The Police Chief’s comments were reported in The Guardian, The Daily Mail, The Express, The Metro, The Evening Standard, The Sun, The Mirror, on ITV and in the Times.

On BBC Radio Wales I said:

I think the Assistant Chief Constable has got it badly wrong.

He should be seeing every burglary as an opportunity to catch a burglar.

Of course the police should be investigating, they should be looking for evidence so they can bring someone to court, they can take a burglar off the street. It doesn’t matter if someone has left a window open or had an insecure door, it’s still an opportunity to take a burglar away.

What he seams to have misunderstood is investigating a burglary isn’t a service which police provide to the victim of that crime; it’s something we want the police to do for everybody’s benefit, it’s a way of preventing crime.

If you investigate a burglary and get a burglar to court and to prison then you are preventing future burglaries.

Burglary is a crime which causes huge harm and upset, and that’s where I think the police should be focusing their efforts, on things that cause harm and injuries. It [burglary] makes people feel worried and insecure in their homes, even prompts some people to move house at huge cost and upheaval. One of the top things we want our police to be doing is tackling burglary and of course investigating burglaries is the first step towards doing that.

Jason Mohammad : Why then would Mr Kay come out and say this in public?

Richard Taylor : Well I think, as it has been just mentioned, it is about giving the prevention message particularly to students.

Now I’ve lived in a shared house and actually we’ve been burgled and had lots of laptops taken; and lots of electronic equipment because that’s what you find in a shared house with young people in it, but the problem we had was, essentially we were renting some of the cheapest accommodation available and we had no power to upgrade the doors and windows, it’s not something you can do when you’re renting a house as a group of people.

So we do need to look at prevention, and look at planning policies, there’s a “secured by design” planning concept where you build new homes and new estates with lighting, with gravel, with planting, and everything which helps reduce crime.

Prevention of crime is something for everyone to do. Of course the police should have an input, but is something we all need to do. Insurance companies in particular, they’ve got an interest in preventing crime, they’re one of the reasons I have decent locks and security is it gives me cheaper insurance. It’s something for society as a whole to do.

As always when being interviewed you don’t get to say everything you would have liked to.

Assistant Chief Constable Phil Kay had likened his idea of not investigating burglaries where people had left their homes insecure with the NHS not operating on obese patients. My understanding is when doctors refuse to operate on obese people that’s not a punishment for being obese it’s generally as the surgery wouldn’t be safe for them, or they wouldn’t benefit from it as much as they would if they lost weight first.
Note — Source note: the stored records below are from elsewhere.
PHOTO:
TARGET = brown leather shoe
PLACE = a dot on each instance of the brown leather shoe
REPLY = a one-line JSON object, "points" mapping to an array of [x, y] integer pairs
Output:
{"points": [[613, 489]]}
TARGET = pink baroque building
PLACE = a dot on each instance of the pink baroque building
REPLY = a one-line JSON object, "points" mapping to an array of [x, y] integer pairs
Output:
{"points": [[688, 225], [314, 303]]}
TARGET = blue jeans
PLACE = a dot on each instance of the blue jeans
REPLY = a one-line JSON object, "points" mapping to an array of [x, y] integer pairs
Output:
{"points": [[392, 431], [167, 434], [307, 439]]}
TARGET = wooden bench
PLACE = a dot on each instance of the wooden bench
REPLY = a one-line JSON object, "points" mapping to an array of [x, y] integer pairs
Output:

If I’m calling for more police time to be spent focusing on burglary then it’s only right I say what I would stop the police from doing. I would reduce the focus on anti-social behaviour – youths gathering, on green spaces, outside shops, playing football. I would reduce the amount of police time spent on non-criminal matters which cause little harm. I have spoken, at public meetings about policing, to many of those who raise concerns about people gathering, and often what they want is an assurance that if there is a problem, if there is criminality, that the police will attend and act appropriately.

Funding drug addiction is one reason people burgle homes; so tackling addiction through education and providing easily accessible health services is one route to preventing burglary we should be putting more effort into.
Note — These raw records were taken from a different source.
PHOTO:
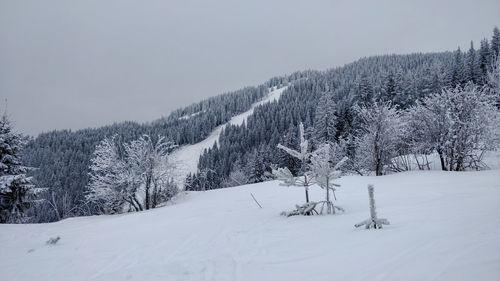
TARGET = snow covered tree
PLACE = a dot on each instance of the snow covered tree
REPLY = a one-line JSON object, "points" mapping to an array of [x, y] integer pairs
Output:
{"points": [[325, 173], [325, 120], [109, 186], [17, 193], [389, 90], [364, 90], [484, 60], [459, 124], [495, 42], [284, 159], [380, 130], [472, 65], [373, 221], [143, 171], [303, 155], [148, 160], [457, 75], [494, 81]]}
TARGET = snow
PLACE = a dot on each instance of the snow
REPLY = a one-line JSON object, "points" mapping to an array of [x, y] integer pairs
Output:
{"points": [[444, 226], [186, 117], [187, 156]]}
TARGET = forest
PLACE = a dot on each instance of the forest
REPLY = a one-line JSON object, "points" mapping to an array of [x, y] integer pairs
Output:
{"points": [[376, 111]]}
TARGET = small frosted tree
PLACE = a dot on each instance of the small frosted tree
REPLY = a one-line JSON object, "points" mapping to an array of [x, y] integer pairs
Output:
{"points": [[381, 128], [325, 173], [373, 221], [459, 124], [17, 193], [303, 155]]}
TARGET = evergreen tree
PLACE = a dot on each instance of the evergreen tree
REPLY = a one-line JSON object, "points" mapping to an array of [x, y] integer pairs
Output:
{"points": [[484, 60], [389, 89], [457, 75], [364, 90], [16, 189], [472, 65], [495, 42]]}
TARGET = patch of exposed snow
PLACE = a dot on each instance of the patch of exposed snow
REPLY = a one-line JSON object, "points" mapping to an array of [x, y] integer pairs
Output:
{"points": [[186, 117], [443, 227], [187, 156]]}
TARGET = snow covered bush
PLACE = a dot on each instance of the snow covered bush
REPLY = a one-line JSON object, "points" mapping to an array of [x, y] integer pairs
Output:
{"points": [[381, 128], [120, 181], [303, 155], [325, 173], [373, 221]]}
As for the police entering properties which have been left insecure and leaving notes, or even balloons; I think this kind of thing has the potential to cause alarm, especially where a reasonable idea is badly implemented and the police end up being the ones entering people’s homes without consent and causing harm. The police once put post-cards through every door on a street I lived in saying “this property has been left insecure” which understandably worried and confused particularly elderly residents. I caught up with the officer distributing the material, they were a PCSO, and they claimed not to have read, (and may not have been able to read), the material they were distributing and told me they were just following orders.
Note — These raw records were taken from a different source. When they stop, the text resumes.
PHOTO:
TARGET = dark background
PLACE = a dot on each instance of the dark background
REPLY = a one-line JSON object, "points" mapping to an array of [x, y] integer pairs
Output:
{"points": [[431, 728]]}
Another example of a badly implemented burglary prevention policy is the “cocooning” strategy employed by Cambridgeshire Police. The concept is excellent, houses near those which have been burgled are statistically more likely to be burgled so the idea is the police warn neighbours a burglary has taken place. I’ve had one of these knocks on the door but the officer was utterly confused as to the purpose of the visit and thought they were prevented by the Data Protection Act from giving any information on the burglary. The officer asked if I’d seen anything suspicious given there had been a burglary in the area but wouldn’t say when, where, or how the burglary had taken place. I would like to see a redacted version of the police incident log published so everyone who wants to can rapidly find out about crimes near them and take steps to protect themselves.